An improved utilization of the capacity at slaughterhouses and factories as well as a more streamlined and high-tech setup must reduce production costs by at least DKK 500 million.
Sales efforts must be focused on core customers within retail, foodservice and industry, so that partnerships are built with customers who demand data-driven traceability and sustainability, so that earnings increase by DKK 500 million.
The profitability of the German slaughterhouse activities and at the processing factory in China, together with the completion of the investment in the new bacon factory in Great Britain, will contribute to DKK 250 million.
Additional opportunities have been identified for savings on purchases and potential for increased earnings in the group's subsidiaries, which can potentially contribute up to DKK 500 million.
The efficiency plan comes at a time when the majority of the Danish Crown group has actually developed positively over a number of years, but the core business, which is organized in what is called BU Danish Crown, and which is responsible for the slaughter of pigs in Denmark and Germany as well as the processing of primarily pork, is challenged.
The pressure on that part of the business is primarily triggered by an unusually long and deep dip in exports to key markets such as China, Japan, the USA, Australia and South Korea.
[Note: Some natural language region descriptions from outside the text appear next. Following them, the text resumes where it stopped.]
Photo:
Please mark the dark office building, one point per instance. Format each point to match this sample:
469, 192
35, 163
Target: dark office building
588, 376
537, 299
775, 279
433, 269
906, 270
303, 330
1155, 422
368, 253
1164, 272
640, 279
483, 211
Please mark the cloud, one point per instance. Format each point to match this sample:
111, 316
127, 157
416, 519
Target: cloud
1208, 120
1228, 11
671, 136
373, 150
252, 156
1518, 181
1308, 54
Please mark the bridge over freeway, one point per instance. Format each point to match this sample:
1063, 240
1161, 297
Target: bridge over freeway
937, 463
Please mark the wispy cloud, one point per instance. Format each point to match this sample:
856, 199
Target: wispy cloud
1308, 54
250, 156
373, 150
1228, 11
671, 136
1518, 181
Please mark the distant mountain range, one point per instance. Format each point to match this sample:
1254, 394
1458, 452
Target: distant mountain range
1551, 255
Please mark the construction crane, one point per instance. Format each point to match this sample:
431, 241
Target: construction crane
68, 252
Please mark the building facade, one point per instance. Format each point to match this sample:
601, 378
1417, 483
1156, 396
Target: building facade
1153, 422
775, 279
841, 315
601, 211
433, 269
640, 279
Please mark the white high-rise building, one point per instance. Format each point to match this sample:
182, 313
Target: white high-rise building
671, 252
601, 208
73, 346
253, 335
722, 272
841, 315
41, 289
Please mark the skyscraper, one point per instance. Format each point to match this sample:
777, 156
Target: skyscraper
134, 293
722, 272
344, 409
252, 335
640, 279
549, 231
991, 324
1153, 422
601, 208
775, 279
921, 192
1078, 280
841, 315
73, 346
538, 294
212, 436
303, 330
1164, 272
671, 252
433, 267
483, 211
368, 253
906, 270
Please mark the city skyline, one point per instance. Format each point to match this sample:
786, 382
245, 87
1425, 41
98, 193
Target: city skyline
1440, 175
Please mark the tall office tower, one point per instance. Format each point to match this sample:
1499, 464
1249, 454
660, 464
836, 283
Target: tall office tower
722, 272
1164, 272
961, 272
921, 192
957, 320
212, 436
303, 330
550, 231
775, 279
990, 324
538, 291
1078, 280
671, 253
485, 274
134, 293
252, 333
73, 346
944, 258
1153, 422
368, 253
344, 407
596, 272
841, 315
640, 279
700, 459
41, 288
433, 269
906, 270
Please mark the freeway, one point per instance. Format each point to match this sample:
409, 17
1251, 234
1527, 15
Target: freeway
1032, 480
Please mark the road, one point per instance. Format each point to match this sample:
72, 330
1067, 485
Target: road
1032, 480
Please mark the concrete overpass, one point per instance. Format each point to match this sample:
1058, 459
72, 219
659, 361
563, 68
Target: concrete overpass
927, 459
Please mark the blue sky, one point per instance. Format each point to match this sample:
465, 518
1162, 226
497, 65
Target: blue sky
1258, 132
In the past, Danish Crown has always been able to find alternative sales channels outside Europe if one or more of the attractive export markets failed for a period. But when the prices of frozen pork on the world market are significantly below the prices of fresh pork in Europe, Danish Crown cannot maintain its competitiveness, because the costs due to the high Danish wage level for slaughtering, cutting up and deboning pigs in Denmark are over 1 kroner higher per kilos than in countries such as Germany, Poland and Spain.
Danish Crown must therefore sell more in an already competitive European market with a broad preference for local products. The solution is to redefine the business model and focus all efforts on producing and selling products that can be sold at a sufficiently high price to compensate for the higher production costs in Denmark, otherwise Danish pork will always be just another choice compared to local products with a lower selling price and our higher production costs.
As a consequence of the streamlining plan, a number of significant changes in the management and organization of BU Danish Crown will take place with immediate effect.